When we saw Lori over Thanksgiving she was sad. And, I think it is fair to say, Lori was profoundly ambivalent and disappointed by how her mother died. Was her mother’s illness truly terminal or had they given up too soon? Despite being older with several chronic illnesses, her mother’s doctor had not discussed the outlook before her health declined precipitously. So all were caught off guard. Was her mother really making the right choice when she elected to receive hospice care?
The real goal of the conversations to plan for the end of life is to nurture the relationships between a patient, the patient's family and her doctor necessary to avoid a bad death.
Like so many of us, Lori and her mother had never discussed her feelings about life support and what would be most important to her if she were dying, And then there was the abrupt transition from hospital stays, medications, tests, and numerous consultants to the difficult days in hospice until Lori’s mother died. No one was prepared.
Lori had done the best she could do. Yet she often wonders if she should have done more. Her mother’s death was not a good death.

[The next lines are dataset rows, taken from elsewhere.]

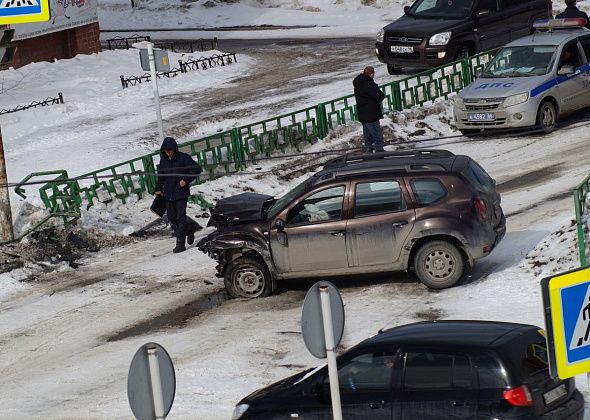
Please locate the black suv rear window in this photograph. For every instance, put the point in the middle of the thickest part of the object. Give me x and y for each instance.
(478, 176)
(428, 191)
(425, 370)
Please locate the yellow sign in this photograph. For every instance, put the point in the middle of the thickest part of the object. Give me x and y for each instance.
(566, 299)
(23, 11)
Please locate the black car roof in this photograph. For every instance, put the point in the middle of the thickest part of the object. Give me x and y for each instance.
(487, 334)
(411, 161)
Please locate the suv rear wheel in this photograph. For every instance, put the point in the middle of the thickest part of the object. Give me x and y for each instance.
(248, 277)
(439, 264)
(547, 117)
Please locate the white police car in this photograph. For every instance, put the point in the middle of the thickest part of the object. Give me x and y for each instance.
(531, 81)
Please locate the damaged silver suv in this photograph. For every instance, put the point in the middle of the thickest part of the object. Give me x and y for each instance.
(429, 210)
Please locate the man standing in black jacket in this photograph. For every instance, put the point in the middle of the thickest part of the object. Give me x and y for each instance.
(571, 11)
(368, 102)
(175, 173)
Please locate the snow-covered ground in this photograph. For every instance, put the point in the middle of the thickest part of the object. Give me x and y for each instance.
(67, 338)
(322, 18)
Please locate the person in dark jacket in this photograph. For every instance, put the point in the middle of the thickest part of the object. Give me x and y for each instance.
(368, 101)
(175, 173)
(572, 11)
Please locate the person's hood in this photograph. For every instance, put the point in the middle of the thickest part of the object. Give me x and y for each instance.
(169, 143)
(360, 79)
(238, 209)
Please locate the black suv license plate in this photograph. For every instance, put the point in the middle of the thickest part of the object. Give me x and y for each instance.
(481, 116)
(556, 393)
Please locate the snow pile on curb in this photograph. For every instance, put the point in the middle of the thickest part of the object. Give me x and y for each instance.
(556, 253)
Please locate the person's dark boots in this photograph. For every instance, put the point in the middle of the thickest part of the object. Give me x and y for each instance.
(190, 239)
(179, 246)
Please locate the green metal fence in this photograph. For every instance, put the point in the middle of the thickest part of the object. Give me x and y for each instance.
(580, 193)
(232, 151)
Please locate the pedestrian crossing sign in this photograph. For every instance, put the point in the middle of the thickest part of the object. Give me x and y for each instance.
(23, 11)
(566, 300)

More than 1,800,000 people 65 years of age or older died last year in the United States. Depending on your perspective the care many received towards the end of their lives was overly burdensome and, perhaps futile. Many suffered unnecessarily. As a consequence on January 1, our country took one small, tentative, but potentially significant step toward providing a good death to more Americans. The goal of the new policy is to clarify what a person wants toward the end of life. We want the perspectives of the people who matter most, the dying.
In reality, dying in America is complicated. Figuring out if a person is at the end of life and how to best care for him requires multiple conversations. The real goal of the conversations to plan for the end of life is to nurture the relationships between a patient, the patient’s family and her doctor necessary to avoid a bad death. I see three reasons why building this relationship is important.

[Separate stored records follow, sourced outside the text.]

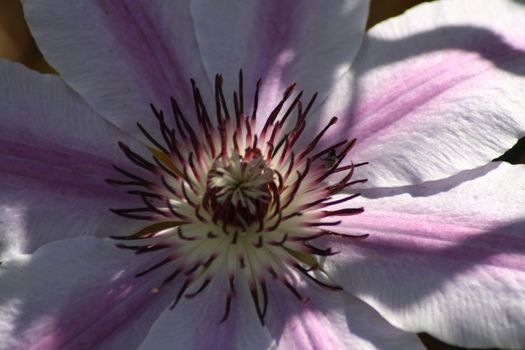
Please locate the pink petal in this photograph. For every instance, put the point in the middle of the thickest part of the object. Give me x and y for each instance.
(55, 154)
(121, 55)
(435, 91)
(307, 42)
(329, 321)
(78, 294)
(196, 323)
(444, 258)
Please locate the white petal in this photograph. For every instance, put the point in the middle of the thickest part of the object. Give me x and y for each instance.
(55, 154)
(435, 91)
(196, 323)
(311, 43)
(444, 258)
(78, 294)
(331, 320)
(121, 55)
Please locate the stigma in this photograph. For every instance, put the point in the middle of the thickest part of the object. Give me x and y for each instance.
(224, 196)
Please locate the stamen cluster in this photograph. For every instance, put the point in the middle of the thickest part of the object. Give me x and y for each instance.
(238, 203)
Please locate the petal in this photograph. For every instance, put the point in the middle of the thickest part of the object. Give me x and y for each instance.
(435, 91)
(328, 321)
(121, 55)
(77, 294)
(444, 258)
(308, 42)
(55, 154)
(331, 320)
(195, 323)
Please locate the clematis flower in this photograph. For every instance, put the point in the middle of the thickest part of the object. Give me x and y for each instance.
(150, 203)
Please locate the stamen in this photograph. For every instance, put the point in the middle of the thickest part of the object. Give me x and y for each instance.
(237, 203)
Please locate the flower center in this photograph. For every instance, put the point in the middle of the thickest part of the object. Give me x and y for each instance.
(240, 190)
(242, 202)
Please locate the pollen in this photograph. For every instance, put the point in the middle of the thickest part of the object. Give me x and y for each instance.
(246, 201)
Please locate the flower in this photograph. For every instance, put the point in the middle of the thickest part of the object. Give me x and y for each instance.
(438, 247)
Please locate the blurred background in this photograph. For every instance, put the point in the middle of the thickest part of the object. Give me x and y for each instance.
(17, 44)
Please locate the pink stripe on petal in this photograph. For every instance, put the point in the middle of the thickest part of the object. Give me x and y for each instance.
(82, 294)
(444, 258)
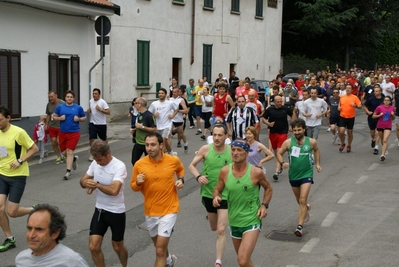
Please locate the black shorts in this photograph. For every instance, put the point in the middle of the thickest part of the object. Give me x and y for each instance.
(97, 130)
(177, 124)
(208, 204)
(372, 122)
(103, 219)
(347, 123)
(13, 187)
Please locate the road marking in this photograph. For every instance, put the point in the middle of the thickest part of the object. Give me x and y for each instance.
(329, 219)
(373, 166)
(345, 198)
(310, 245)
(361, 179)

How you die will affect how well your loved ones do when you are gone. What happens after we die is incomprehensible. But we know the different ways we might die and some are rotten. Sometimes when we push too hard—the person gets lost among the heroic technology that breathes the air and pumps blood needs to remain medically alive—and then we discover what might be worse than death. We see how the weeks and months of aggressive medical interventions that potentially sustain life without leading to recovery produce debilitating side-effects and detract from time spent in comfort with family and friends. Most deaths are less dramatic, less traumatic. But it’s worthwhile to imagine the regrets, the emotional trauma, the debt you might leave behind based upon not talking about how you want to die. Think about it as one final gift to your family.

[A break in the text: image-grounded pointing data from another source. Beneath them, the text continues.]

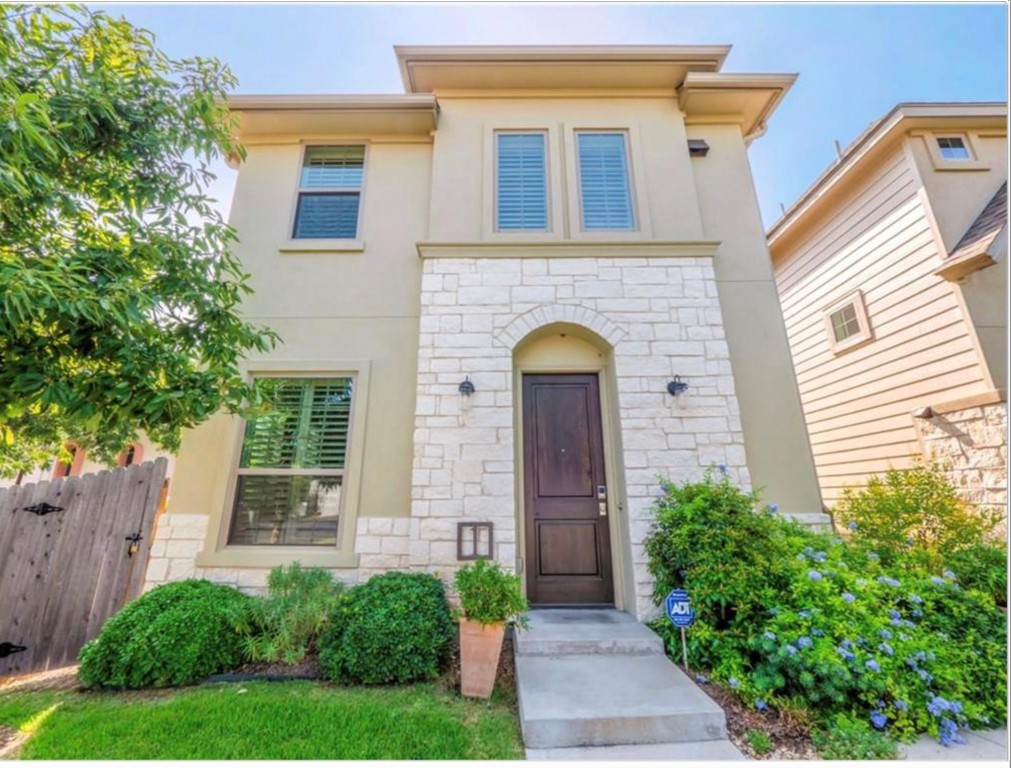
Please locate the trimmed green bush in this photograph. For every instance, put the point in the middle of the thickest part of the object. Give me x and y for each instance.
(488, 595)
(395, 628)
(177, 634)
(807, 620)
(285, 625)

End-of-life decisions are difficult, but conversations can prepare you and ease the burden. People want to avoid two things: unnecessary suffering and premature death. It is very difficult, however, to know when someone is dying from rather than living with a life-threatening disease. After thirty years in practice I suspect there are people who would have lived longer had I not recommended against treatment. And I know many people endured debilitating side-effects because I recommended treatments. As a physician, I try engage the patient’s family in decision-making by asking about their goals if they were dying and how they would prefer to die.
Working with a physician who understands and respects your values will lead to better outcomes at the end of life. During the debates over the Affordable Care Act in 2009 the idea of government funding for end-of-life conversations was criticized, with Sarah Palin saying such a rule would lead to bureaucrats deciding whether or not the sick should receive life-prolonging treatment. Palin’s “death panels” seemed plausible because of a long-standing distrust of the government and the medical profession. You may fear the government will ration care, but the truth is medical treatments are already rationed. That’s why health care providers are obliged to check patients’ insurance benefits. Conversely you may fear the arrogance of a medical profession that adheres to survival at any cost. Most likely you trust your physician. But how would you know? Have you discussed her thoughts and feelings about your care toward the end of your life?
There are no simple answers. But I do see some benefit to the new Medicare rule. Some physicians and patients will take advantage of the opportunity and talk about the ways in which we die. And during the conversations they will learn that making decisions about care at the end of life is a very complex process, and that taking the time once in a while to check in is not that frightening. Most importantly, these conversations provide the chance to cultivate the relationships that just may help the very ill suffer less without risking dying too soon.